TWO young Polish women, Marta and Kaisia, yesterday told a TGWU-organised briefing in the House of Commons of their experiences as cheap labour agency contract workers in a North West food factory.

Marta said: ‘We came to England after being made promises by an agency.

‘We experienced overcrowded accommodation.

‘Most of the people who came here knew nothing about English law.

‘We were sleeping on the floor for two months before they brought a mattress and bed.’

Kaisia added: ‘Payslips were printed on computers and the sum was not exactly as expected.

‘We were forced to work overtime. We were working 80 hours a week. We were paid £3 an hour for working 80 hours.

‘We worked 15 hours a day sometimes, starting at 7am and sometimes working until midnight and going home worn out.’

Marta continued: ‘The most frightening thing was when the chief told us he wanted to know who was responsible for organising a union or we would face the sack.’

The briefing was to rally opposition to the government’s intention that the food processing and packaging industry be exempted from the 2004 Gangmaster Act, and that inspections are carried out only when deemed necessary.

‘If we don’t have a fully inclusive Gangmasters Bill, there will be more Morecambe Bays,’ author of last year’s Gangmasters Act, Labour MP Jim Sheridan warned the briefing.

Sheridan added: ‘We thought we had a done deal. I’m disappointed that a Labour government has to reconsult on the Act.’

Present at the briefing organised by the TGWU, were representatives of the coalition of the retailers, food processors, packing companies, agencies, community groups and trade unions who are supporting the 2004 Act.

Mick Cashman, TGWU senior organiser for Northwest England, said: ‘I was deeply shocked by the treatment of migrant workers.’

He said one agency was employing mostly Polish workers at a meat packaging factory in Winsford, Cheshire.
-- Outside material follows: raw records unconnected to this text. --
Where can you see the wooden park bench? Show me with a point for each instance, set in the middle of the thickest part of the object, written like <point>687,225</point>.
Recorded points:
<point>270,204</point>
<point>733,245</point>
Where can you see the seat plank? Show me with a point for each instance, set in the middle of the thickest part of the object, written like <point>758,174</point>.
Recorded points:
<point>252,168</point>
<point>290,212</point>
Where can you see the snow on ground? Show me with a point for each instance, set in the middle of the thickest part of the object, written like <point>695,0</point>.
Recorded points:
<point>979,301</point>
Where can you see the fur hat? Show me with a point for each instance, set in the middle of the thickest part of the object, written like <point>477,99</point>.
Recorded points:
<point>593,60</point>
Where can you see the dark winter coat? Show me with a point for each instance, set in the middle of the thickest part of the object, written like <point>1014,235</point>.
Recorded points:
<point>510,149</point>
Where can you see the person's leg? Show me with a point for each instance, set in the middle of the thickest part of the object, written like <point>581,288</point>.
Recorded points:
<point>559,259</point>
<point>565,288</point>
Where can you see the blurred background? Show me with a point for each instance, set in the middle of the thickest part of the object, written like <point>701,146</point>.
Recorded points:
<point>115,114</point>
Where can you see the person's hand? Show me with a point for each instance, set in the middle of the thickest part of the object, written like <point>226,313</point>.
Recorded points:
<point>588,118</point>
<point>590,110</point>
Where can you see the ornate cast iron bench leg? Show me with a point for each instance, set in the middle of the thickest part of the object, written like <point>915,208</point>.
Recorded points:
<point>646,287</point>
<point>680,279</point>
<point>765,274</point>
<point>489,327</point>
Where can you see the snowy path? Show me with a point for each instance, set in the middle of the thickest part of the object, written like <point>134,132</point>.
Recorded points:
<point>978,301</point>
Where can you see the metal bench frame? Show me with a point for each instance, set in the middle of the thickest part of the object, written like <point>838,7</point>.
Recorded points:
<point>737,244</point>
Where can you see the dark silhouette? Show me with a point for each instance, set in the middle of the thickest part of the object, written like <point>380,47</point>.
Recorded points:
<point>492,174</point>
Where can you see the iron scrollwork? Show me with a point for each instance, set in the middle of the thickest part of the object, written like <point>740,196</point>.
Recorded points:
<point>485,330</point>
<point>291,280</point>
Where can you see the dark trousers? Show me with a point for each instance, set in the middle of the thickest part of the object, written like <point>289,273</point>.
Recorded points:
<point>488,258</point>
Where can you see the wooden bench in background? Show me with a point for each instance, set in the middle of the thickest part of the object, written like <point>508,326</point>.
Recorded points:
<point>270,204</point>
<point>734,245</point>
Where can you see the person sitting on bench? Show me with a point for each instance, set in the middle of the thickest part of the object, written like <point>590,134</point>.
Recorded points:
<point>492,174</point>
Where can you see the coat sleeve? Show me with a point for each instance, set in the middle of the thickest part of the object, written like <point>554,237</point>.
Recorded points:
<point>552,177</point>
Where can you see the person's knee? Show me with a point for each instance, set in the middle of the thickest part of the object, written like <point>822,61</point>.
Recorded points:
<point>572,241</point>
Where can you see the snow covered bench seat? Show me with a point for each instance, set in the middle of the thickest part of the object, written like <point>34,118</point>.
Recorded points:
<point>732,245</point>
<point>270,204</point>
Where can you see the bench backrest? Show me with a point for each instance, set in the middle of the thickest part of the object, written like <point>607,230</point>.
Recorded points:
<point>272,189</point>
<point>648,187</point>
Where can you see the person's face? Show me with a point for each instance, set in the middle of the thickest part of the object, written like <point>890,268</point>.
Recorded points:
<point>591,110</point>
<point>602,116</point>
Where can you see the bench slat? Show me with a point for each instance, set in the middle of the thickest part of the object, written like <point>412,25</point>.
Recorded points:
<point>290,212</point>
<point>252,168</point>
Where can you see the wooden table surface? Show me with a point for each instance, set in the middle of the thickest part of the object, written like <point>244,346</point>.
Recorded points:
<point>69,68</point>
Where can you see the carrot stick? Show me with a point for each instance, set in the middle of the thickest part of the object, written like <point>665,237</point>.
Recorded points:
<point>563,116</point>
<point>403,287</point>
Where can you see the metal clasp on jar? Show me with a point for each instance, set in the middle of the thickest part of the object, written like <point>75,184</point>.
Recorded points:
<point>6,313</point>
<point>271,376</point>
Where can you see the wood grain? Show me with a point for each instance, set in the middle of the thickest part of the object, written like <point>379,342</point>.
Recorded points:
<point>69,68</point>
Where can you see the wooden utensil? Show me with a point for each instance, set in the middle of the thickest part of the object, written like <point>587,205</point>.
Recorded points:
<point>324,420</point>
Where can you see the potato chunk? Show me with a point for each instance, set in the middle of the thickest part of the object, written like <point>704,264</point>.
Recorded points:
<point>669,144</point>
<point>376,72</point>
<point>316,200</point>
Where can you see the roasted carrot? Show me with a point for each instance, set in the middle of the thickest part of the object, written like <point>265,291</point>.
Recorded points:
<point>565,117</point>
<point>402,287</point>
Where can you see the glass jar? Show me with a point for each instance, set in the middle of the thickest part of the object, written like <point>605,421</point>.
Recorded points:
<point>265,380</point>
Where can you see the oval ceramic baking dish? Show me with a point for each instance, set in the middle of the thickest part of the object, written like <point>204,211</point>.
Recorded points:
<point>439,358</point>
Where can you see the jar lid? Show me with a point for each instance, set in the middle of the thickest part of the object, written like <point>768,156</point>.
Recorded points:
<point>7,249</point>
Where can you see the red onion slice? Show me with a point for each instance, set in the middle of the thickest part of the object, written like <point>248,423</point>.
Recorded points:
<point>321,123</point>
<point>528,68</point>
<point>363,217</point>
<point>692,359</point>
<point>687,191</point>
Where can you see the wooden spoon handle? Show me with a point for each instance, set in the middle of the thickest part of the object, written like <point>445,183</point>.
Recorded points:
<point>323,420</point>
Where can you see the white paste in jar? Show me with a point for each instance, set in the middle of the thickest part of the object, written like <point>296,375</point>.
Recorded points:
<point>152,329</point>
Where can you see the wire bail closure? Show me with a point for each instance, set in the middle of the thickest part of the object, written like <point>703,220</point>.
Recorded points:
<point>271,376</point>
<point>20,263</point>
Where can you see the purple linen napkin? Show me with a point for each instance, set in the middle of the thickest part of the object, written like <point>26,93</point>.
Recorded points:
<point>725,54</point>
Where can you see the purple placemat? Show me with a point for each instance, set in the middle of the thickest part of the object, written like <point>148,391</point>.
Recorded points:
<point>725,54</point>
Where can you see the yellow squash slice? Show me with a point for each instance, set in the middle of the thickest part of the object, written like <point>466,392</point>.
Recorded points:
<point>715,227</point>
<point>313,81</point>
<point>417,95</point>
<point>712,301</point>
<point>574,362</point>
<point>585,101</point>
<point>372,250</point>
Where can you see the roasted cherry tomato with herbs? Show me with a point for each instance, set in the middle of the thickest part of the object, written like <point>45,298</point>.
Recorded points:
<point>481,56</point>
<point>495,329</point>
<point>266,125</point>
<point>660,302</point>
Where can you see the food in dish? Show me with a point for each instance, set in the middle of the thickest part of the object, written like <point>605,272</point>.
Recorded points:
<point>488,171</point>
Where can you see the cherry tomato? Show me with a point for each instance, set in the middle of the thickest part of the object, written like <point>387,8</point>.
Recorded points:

Cashman said: ‘Workers felt intimidated if they came forward with complaints.

‘They were charged £57 a week to be housed in overcrowded accommodation, as many as fifteen living in a two-bedroom house, with not even proper bedding initially.

‘They were told they were not allowed to form a union as they were agency workers.

‘When they did form a union, they were told if they did not name the person responsible, the agency would start sacking workers in groups of five.

‘In one case the charge for transport to work was doubled from £12 to £24 overnight.

‘A group tried to resign and were summarily dismissed. They had to go to London to pick up wages owed.

‘When they got back to Winsford, they were evicted from their accommodation.’

Emyr Evans, TGWU Swansea and Llanelli regional organiser said: ‘Our experiences are every much the same as in the North West.’

In its submission to the government’s second consultation on the draft Gangmasters (Exclusions) Regulations 2005, the TGWU states: ‘If secondary food processing is excluded and the Act is limited to primary agriculture alone, then around 150,000 workers will immediately fall outside of the scope of the Act and be beyond the protection of the law.

‘The T&G has evidence that abuse of workers in food processing is commonplace.

‘The abuses include: bonded labour practices, illegal and systematic deduction from wages, non-payment of the minimum wage, poor or non-existent health and safety practice, excessive charges for accommodation and cleaning, sexual harassment, harassment including threat of the sack for joining a trade union and workers “tricked” into signing a contract for a certain rate of pay only to find they are earning a lesser sum than agreed.’